南京海事法院经仔细审查事实与法律后认为,本案中的“不知条款”不能使承运人免责。尽管提单中记载了“重量、大小、质量、数量、状况、内容和价值不知”的条款,但案涉原木系散装装载,并且提单已载明“外表状况良好”以及标注了具体根数。同时,被告也完全有能力对数量进行清点。到港后仍发现货物外观霉变、断裂,经清点根数也出现短少。在没有其他证据证明货物在装船前已经存在品质瑕疵的情况下,应推定是承运人运输不当导致货损。此外,S轮在离港时即发生搁浅并造成舵叶损伤,在其返回装货港修理的过程中案涉松木被放入当地堆场露天堆放长达半年之久。承运人并没有对货物进行特别的防护遮盖处理,S公司应对其照管期间发生的损害承担责任。诚然,案涉提单载明部分货物“装载于甲板上,并由托运人承担风险,承运人对由此产生的任何灭失或损坏不承担责任”。但由于案涉松原木在到港卸货时并未严格区分甲板货与舱内货,导致无法区分免责范围。法院依照甲板货占所有货物的比例,最终认定被告对68.5%的损失承担赔偿责任。
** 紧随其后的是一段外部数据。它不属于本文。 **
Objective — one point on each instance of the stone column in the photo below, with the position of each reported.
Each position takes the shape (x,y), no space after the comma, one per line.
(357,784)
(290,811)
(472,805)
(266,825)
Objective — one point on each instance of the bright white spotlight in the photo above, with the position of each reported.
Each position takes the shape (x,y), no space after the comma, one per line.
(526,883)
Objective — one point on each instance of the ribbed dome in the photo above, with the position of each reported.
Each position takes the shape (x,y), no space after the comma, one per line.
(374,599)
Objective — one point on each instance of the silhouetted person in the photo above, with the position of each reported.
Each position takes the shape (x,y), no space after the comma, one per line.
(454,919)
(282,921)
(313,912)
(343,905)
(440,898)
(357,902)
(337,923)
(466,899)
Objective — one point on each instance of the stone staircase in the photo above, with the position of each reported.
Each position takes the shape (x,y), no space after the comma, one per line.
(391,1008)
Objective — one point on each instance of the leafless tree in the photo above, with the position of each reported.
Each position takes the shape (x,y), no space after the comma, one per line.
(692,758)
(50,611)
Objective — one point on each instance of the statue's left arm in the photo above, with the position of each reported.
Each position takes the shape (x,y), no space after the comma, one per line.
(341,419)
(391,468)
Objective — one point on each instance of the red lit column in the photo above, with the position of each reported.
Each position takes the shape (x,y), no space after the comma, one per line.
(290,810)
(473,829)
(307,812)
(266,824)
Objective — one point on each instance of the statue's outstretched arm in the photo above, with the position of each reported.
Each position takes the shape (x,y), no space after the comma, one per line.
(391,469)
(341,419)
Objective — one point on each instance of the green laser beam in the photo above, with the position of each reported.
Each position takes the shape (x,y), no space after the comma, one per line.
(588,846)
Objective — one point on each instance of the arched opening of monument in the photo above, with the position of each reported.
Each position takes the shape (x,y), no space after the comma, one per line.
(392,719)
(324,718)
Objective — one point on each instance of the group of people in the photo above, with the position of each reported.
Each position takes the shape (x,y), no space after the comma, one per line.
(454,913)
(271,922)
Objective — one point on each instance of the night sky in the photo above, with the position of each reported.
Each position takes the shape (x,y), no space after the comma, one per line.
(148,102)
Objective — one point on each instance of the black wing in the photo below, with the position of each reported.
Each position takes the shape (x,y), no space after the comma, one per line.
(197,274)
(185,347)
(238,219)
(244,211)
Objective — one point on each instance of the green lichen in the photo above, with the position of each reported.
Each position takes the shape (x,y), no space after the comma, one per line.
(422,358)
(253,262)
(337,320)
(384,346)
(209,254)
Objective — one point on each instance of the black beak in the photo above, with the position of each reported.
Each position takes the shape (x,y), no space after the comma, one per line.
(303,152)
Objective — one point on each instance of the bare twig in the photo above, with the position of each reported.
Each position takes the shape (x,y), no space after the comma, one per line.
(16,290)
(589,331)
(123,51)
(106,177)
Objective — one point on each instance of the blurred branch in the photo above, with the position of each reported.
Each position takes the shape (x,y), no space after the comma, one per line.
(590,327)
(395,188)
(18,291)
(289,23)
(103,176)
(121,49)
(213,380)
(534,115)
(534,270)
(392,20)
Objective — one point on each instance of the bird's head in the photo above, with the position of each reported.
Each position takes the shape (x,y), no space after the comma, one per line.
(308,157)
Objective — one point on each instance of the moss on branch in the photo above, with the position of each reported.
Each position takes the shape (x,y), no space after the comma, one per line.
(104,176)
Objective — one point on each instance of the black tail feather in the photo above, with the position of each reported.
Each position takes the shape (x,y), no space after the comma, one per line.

This judgment brings typical significance to the carriage of goods by sea. It provides a good model for a better understanding and interpretation of “Unknown Clause” under the bill of lading in terms of carriage of logs. It’s a special provision under the bill of lading by which carriers could exempt from the responsibility for cargo checking. Article 75 of the Maritime Code of the People’s Republic of China clearly stipulates that if the carrier has had no reasonable means of checking, the carrier may make a note in the bill of lading. In light of this provision, the premise for the application of “Unknown Clause” should be “having no reasonable means of checking”. In this case, the transported logs were loaded in bulk, and the bills of lading has marked the specific number of roots, therefore the carrier was also fully capable of counting the quantity. However, the carrier failed to provide a reasonable explanation for the short quantity, and the carrier had improper care as the logs in question were unloaded from the ship and piled up in the open air for half a year during the transport. The Court eventually held that the carrier wasn’t entitled to exemption from liability by invoking the “Unknown Clause”. Overall, this case has a certain guiding meaning in promoting the order of shipping market, given that the judgment accurately defines the applicable premise of “Unknown Clause” and reasonably determines the carrier’s duty of care for cargo.
这一判决对海上货物运输具有典型意义。它为更好地理解和解释提单下关于原木运输的“不知条款”提供了良好范例。“不知条款”是海运提单中承运人为规避货物检验责任设计的特殊条款。《中华人民共和国海商法》第七十五条明确规定,承运人没有适当的方法核对提单记载的,可以在提单上批注。根据该规定,“不知条款”适用的前提应是“没有适当方法核对”。本案中,运输的原木为散装装载,提单也已标明具体根数,承运人完全有能力清点数量。承运人未能对货物短量作出合理说明,并且在运输途中将案涉原木卸船露天堆放长达半年,存在照管不当。法院最终认定,承运人无权援引“不知条款”免除责任。总之,该判决对规范航运市场秩序具有指引作用,由于其明晰了“不知条款”的适用前提,并且厘清了承运人的管货责任。
That’s the “Voice of Judge” for today. Thank you for watching and listening.